A rolling horizon-based decomposition algorithm for the railway network train timetabling problem

This article presents the train timetabling problem in the complex railway network (including single-track line, double-track line, mixed-track line and terminal) and a solution algorithm. The problem is to determine the arrival, departure or through time of each train at each station on its predetermined route to satisfy several operational and safety requirements and minimise multiple objectives corresponding to train and engine time. The problem is formulated as a large-scale mixed integer nonlinear programming model with multiple objectives to simultaneously minimise the total train travel time, the total train connection time and the total engine turnaround time with several practical constraints.
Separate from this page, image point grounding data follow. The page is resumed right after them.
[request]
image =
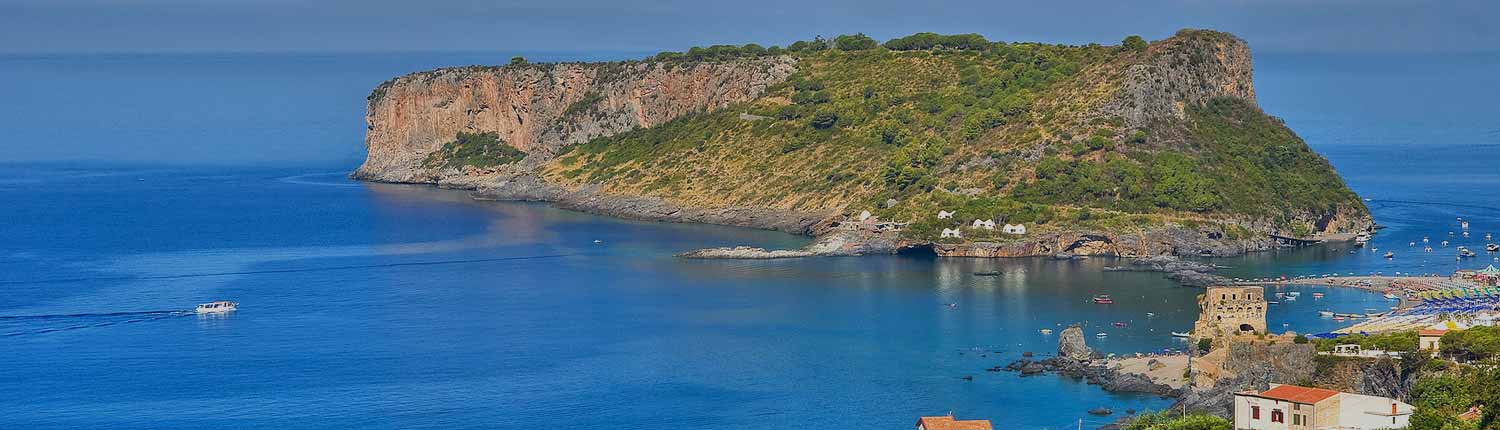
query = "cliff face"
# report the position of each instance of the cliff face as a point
(1098, 150)
(540, 108)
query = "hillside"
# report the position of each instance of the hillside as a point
(1137, 149)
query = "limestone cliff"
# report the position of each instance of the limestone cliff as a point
(540, 108)
(1098, 150)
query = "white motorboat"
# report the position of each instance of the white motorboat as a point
(218, 306)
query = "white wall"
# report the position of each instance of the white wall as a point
(1242, 414)
(1356, 412)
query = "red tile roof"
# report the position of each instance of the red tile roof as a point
(1298, 394)
(947, 423)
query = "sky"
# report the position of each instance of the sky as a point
(311, 26)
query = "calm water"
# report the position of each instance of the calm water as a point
(401, 306)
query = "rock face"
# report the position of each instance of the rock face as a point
(1169, 240)
(539, 108)
(1191, 71)
(1071, 345)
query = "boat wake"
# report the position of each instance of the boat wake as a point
(41, 324)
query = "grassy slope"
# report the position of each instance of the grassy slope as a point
(965, 129)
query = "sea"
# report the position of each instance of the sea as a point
(387, 306)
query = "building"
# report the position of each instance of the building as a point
(947, 423)
(1290, 406)
(1230, 310)
(1430, 339)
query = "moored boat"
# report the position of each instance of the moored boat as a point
(218, 306)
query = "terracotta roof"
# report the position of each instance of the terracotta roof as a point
(1298, 394)
(947, 423)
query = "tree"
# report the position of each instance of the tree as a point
(824, 120)
(854, 42)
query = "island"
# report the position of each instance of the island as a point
(945, 143)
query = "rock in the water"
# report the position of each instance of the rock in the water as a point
(1071, 345)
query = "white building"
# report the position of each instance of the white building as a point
(1290, 406)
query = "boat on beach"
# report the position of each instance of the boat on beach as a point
(216, 306)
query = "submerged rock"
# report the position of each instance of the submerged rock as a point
(1071, 345)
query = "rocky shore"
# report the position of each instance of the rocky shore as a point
(1188, 273)
(1077, 361)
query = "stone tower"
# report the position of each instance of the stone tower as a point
(1226, 310)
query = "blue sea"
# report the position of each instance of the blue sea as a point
(386, 306)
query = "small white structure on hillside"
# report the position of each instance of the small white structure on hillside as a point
(1290, 406)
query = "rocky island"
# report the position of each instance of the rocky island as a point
(950, 143)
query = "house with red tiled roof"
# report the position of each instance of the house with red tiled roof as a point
(947, 423)
(1292, 406)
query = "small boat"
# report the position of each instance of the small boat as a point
(216, 306)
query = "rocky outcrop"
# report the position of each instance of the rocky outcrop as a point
(1071, 345)
(1181, 72)
(540, 108)
(1206, 240)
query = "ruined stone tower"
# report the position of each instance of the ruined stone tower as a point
(1226, 310)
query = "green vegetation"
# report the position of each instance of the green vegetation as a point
(1475, 343)
(1167, 420)
(1397, 342)
(1440, 397)
(956, 122)
(480, 150)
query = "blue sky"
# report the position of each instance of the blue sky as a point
(218, 26)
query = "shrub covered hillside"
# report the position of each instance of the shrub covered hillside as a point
(1055, 137)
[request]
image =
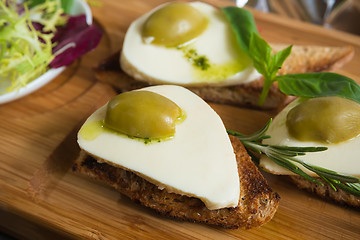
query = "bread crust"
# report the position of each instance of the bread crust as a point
(302, 59)
(257, 204)
(326, 191)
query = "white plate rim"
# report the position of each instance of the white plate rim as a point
(80, 7)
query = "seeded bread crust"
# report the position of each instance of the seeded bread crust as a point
(257, 204)
(326, 192)
(302, 59)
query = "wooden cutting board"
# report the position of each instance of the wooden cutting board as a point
(40, 198)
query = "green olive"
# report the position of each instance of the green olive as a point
(174, 24)
(142, 114)
(324, 120)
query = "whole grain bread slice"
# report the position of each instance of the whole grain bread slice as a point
(257, 204)
(302, 59)
(326, 191)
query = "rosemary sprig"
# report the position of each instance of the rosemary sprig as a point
(285, 156)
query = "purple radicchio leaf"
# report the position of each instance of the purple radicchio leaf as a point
(74, 40)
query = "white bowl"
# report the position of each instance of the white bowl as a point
(80, 7)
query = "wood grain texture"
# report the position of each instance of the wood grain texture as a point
(41, 199)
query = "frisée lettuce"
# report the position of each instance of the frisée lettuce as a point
(33, 35)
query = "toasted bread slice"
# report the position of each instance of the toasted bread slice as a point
(326, 191)
(302, 59)
(257, 204)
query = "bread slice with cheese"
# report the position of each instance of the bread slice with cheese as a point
(301, 60)
(257, 202)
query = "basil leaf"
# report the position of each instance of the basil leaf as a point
(243, 25)
(260, 51)
(67, 5)
(323, 84)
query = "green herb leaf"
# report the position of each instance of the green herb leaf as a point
(266, 63)
(260, 51)
(285, 156)
(311, 85)
(243, 25)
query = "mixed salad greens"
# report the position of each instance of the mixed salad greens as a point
(36, 35)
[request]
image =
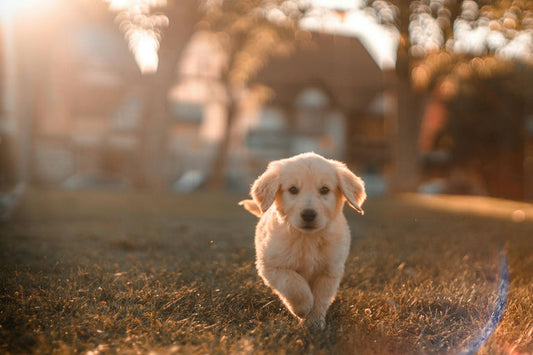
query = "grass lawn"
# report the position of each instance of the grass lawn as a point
(97, 272)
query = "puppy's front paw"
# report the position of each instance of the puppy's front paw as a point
(315, 322)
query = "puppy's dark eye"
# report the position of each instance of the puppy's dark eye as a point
(293, 190)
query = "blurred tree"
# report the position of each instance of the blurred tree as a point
(250, 31)
(165, 27)
(463, 28)
(486, 125)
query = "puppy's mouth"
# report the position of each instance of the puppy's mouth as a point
(308, 227)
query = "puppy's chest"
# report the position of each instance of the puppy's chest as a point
(309, 257)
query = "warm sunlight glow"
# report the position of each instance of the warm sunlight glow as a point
(144, 46)
(14, 8)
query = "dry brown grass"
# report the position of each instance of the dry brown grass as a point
(134, 273)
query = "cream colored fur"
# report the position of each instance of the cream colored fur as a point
(301, 260)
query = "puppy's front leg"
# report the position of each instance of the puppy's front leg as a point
(292, 288)
(324, 288)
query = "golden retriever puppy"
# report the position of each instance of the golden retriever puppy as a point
(302, 238)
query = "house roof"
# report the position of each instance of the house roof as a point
(339, 65)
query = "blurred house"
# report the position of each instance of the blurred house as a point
(328, 97)
(77, 87)
(86, 119)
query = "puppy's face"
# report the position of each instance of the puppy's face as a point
(308, 190)
(308, 195)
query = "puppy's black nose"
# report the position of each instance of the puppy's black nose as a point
(308, 215)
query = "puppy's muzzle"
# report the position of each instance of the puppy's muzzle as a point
(308, 216)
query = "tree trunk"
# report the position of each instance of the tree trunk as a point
(218, 177)
(153, 135)
(405, 126)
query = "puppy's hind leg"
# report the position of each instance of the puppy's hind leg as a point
(324, 288)
(292, 289)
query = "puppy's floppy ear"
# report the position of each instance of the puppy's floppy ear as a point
(265, 187)
(352, 186)
(251, 206)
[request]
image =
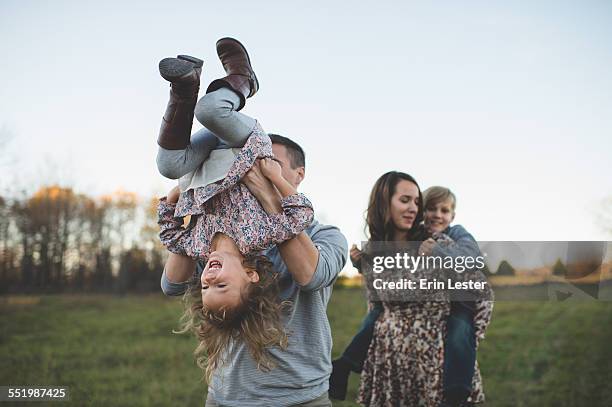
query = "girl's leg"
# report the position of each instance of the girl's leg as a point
(174, 164)
(218, 111)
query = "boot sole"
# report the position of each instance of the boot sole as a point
(248, 59)
(175, 69)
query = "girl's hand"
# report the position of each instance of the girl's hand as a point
(355, 254)
(427, 247)
(173, 195)
(270, 168)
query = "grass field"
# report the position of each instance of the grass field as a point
(120, 351)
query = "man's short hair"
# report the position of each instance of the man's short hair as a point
(296, 154)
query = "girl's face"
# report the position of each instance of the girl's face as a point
(439, 216)
(404, 206)
(224, 279)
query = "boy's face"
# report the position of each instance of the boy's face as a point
(439, 216)
(224, 279)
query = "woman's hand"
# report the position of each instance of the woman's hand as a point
(355, 254)
(270, 168)
(173, 195)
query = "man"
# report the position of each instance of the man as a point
(308, 266)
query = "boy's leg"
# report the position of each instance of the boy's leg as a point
(356, 352)
(354, 355)
(174, 164)
(459, 355)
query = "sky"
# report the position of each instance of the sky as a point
(508, 103)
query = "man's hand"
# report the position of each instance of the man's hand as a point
(355, 254)
(427, 247)
(173, 195)
(262, 188)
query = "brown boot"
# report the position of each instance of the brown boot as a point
(183, 73)
(240, 76)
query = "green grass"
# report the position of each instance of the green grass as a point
(120, 351)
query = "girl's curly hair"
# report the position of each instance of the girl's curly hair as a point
(256, 321)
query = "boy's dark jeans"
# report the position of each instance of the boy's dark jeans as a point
(459, 352)
(356, 352)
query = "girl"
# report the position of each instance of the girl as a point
(236, 296)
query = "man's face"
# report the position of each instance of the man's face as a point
(293, 175)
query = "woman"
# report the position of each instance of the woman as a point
(405, 360)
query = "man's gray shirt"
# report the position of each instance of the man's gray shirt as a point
(302, 371)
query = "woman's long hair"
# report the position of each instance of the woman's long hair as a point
(379, 224)
(256, 321)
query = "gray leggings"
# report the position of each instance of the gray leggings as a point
(224, 127)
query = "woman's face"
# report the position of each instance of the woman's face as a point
(404, 206)
(224, 279)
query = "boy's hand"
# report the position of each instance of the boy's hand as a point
(173, 195)
(427, 247)
(270, 168)
(355, 254)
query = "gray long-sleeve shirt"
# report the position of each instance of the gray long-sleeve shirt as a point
(303, 370)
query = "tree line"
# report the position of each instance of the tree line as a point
(58, 240)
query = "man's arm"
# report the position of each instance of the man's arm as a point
(299, 254)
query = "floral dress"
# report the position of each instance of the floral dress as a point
(405, 362)
(228, 207)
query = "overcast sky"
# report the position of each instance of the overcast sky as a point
(507, 103)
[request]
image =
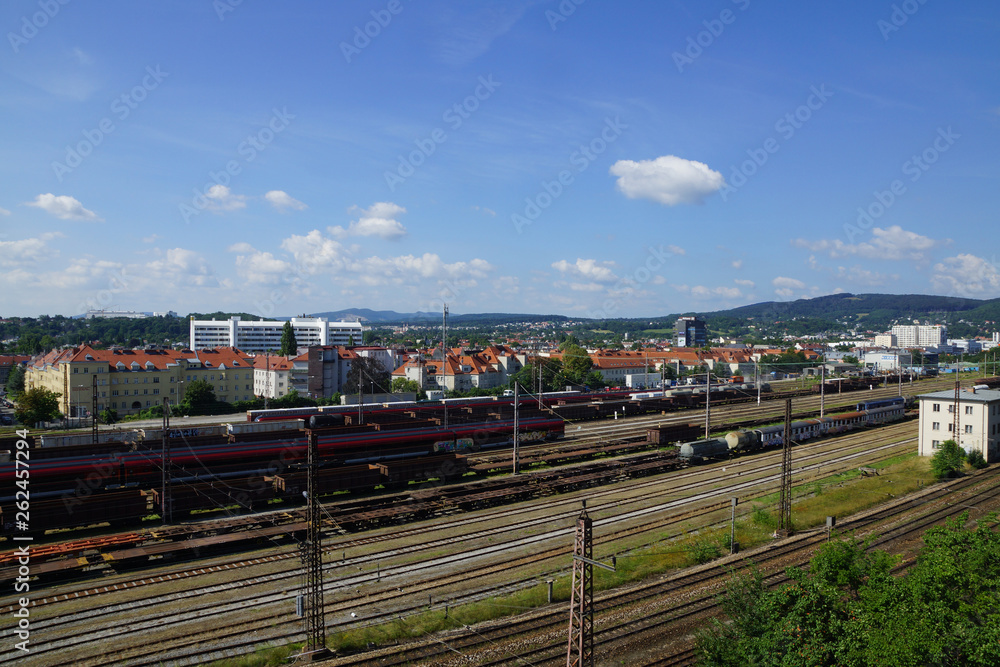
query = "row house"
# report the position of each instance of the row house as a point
(132, 380)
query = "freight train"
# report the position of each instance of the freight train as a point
(73, 491)
(739, 442)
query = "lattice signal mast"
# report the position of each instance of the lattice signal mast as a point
(785, 508)
(581, 610)
(312, 559)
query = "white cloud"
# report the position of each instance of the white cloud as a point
(378, 220)
(702, 292)
(219, 198)
(26, 251)
(179, 266)
(82, 57)
(589, 269)
(315, 253)
(894, 243)
(63, 207)
(785, 287)
(668, 179)
(967, 275)
(281, 200)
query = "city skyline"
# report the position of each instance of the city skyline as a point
(526, 157)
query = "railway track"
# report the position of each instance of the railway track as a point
(693, 595)
(198, 649)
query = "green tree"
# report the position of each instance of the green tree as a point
(367, 374)
(576, 363)
(199, 398)
(948, 461)
(407, 386)
(37, 405)
(289, 346)
(15, 380)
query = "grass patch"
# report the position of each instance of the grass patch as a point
(839, 495)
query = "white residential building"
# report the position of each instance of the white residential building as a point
(913, 335)
(264, 335)
(978, 421)
(885, 340)
(888, 361)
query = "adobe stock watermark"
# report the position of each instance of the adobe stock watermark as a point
(248, 149)
(121, 108)
(31, 25)
(786, 127)
(455, 116)
(898, 17)
(714, 28)
(566, 9)
(381, 18)
(579, 160)
(915, 167)
(625, 288)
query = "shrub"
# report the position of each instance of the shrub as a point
(976, 460)
(949, 460)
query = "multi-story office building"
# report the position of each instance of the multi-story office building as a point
(913, 335)
(691, 332)
(264, 335)
(128, 381)
(978, 421)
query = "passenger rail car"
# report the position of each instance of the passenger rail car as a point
(740, 442)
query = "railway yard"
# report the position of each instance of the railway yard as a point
(222, 584)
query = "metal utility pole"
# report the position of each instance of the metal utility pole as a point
(756, 371)
(822, 389)
(444, 358)
(733, 547)
(580, 652)
(166, 510)
(517, 467)
(785, 507)
(93, 413)
(312, 560)
(956, 421)
(708, 403)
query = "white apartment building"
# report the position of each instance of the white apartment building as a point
(885, 340)
(914, 335)
(888, 361)
(264, 335)
(978, 421)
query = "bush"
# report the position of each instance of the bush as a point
(703, 551)
(976, 460)
(949, 460)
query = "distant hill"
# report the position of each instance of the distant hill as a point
(871, 306)
(377, 317)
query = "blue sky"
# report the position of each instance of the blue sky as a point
(582, 158)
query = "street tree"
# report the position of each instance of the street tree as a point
(289, 346)
(367, 374)
(576, 363)
(948, 461)
(37, 405)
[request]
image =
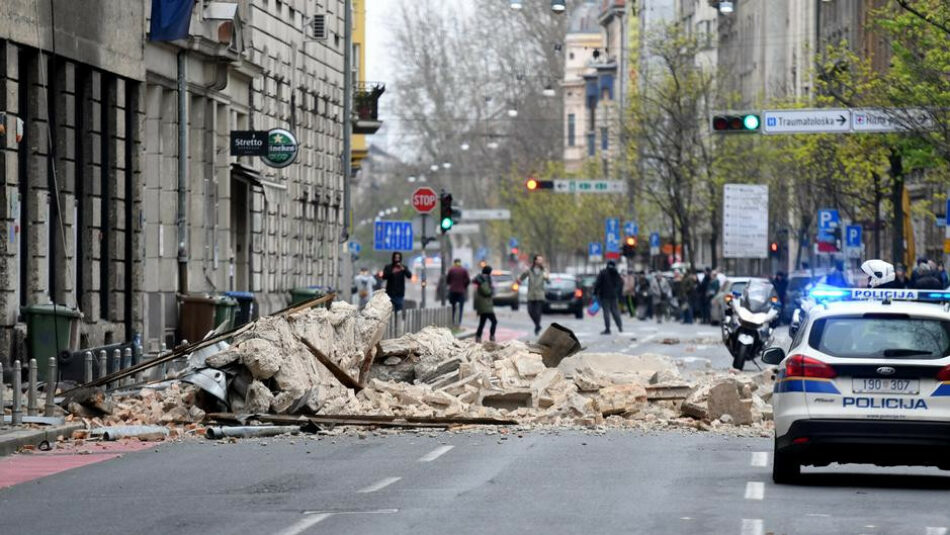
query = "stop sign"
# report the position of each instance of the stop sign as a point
(424, 199)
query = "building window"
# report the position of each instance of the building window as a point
(570, 130)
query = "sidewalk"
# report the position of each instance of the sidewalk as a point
(12, 439)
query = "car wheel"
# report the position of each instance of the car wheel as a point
(785, 468)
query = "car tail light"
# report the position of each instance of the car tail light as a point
(802, 366)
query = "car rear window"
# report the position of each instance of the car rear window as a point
(557, 283)
(881, 336)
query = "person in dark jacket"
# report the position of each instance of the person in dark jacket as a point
(395, 275)
(609, 289)
(484, 306)
(458, 282)
(927, 278)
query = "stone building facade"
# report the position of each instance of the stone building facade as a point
(119, 244)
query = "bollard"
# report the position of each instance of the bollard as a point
(17, 415)
(31, 389)
(87, 367)
(52, 378)
(127, 363)
(103, 364)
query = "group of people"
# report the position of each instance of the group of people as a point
(644, 295)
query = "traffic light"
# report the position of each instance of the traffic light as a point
(746, 123)
(447, 215)
(533, 184)
(630, 246)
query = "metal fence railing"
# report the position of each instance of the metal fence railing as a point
(416, 319)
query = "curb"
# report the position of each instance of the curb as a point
(11, 441)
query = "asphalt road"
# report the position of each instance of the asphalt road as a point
(696, 346)
(542, 481)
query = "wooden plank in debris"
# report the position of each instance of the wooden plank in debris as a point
(667, 393)
(337, 372)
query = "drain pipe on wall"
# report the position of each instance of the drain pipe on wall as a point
(182, 176)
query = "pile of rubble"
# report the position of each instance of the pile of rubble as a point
(333, 361)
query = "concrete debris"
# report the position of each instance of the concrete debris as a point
(330, 362)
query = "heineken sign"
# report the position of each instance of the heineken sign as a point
(281, 148)
(277, 147)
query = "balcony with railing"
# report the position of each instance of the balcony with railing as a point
(366, 107)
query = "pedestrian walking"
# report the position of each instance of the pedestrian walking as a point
(395, 275)
(458, 281)
(609, 289)
(537, 276)
(363, 282)
(660, 295)
(629, 292)
(484, 306)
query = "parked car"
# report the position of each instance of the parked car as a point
(506, 289)
(562, 294)
(731, 287)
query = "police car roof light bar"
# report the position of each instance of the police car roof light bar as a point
(831, 293)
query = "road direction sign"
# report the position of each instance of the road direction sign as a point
(424, 199)
(392, 236)
(571, 185)
(501, 214)
(890, 120)
(852, 236)
(827, 121)
(612, 236)
(630, 228)
(595, 252)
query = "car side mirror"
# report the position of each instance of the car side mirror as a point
(773, 355)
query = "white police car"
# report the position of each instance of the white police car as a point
(866, 380)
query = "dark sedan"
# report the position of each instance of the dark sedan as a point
(561, 294)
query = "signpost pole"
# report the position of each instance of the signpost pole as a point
(422, 275)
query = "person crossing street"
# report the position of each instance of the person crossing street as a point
(609, 289)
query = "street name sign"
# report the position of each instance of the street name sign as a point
(392, 236)
(876, 120)
(570, 185)
(745, 221)
(595, 252)
(424, 200)
(820, 121)
(501, 214)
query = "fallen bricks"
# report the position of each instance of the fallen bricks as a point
(329, 366)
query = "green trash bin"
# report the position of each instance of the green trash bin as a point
(50, 329)
(299, 295)
(225, 309)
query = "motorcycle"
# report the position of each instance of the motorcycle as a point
(750, 321)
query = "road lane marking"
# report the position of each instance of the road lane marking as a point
(435, 454)
(760, 458)
(305, 523)
(381, 484)
(754, 490)
(752, 526)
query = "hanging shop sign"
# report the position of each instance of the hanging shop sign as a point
(282, 148)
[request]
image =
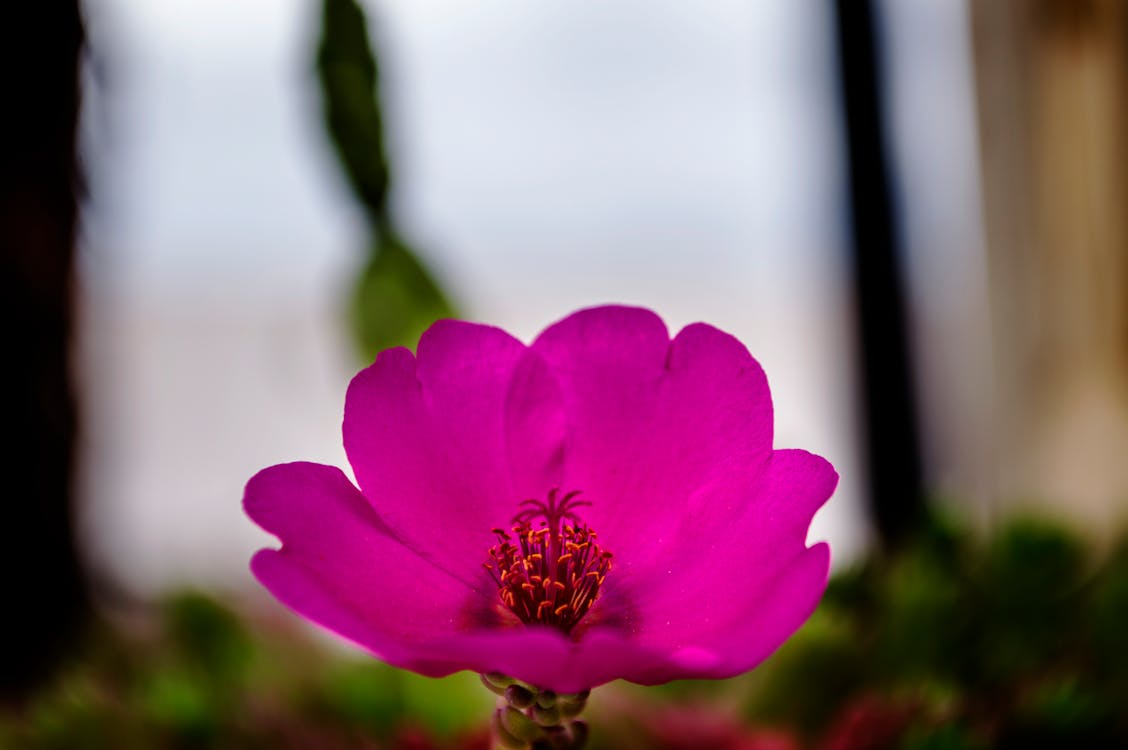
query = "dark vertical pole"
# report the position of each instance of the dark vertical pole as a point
(889, 404)
(40, 576)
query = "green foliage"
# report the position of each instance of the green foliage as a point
(1015, 641)
(957, 643)
(395, 298)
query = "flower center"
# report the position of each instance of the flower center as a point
(548, 571)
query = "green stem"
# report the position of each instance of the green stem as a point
(530, 718)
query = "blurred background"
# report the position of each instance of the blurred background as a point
(911, 213)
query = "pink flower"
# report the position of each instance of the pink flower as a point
(604, 503)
The model can be easily modified to simulate different scenarios of train timetabling problems. By aggregating the objectives and simplifying some constraints, a rolling horizon-based decomposition algorithm is developed based on the unique structure of the railway network and the characteristic of the train timetable. The algorithm decomposes the network into several single lines and progressively adds the train timetable of a new line into the current partial network train timetable until a complete network train timetable is obtained. The rolling horizon method is designed to determine the train timetable of each single line in iterations. Each iteration is restricted into a subregion of the feasible region, and the feasible solution to that subregion is determined by a timetable evaluation procedure and a boundary detection procedure. Lastly, computational test on real-world data shows that the presented approach can produce high-quality solutions for large-scale problems within a reasonable computation time.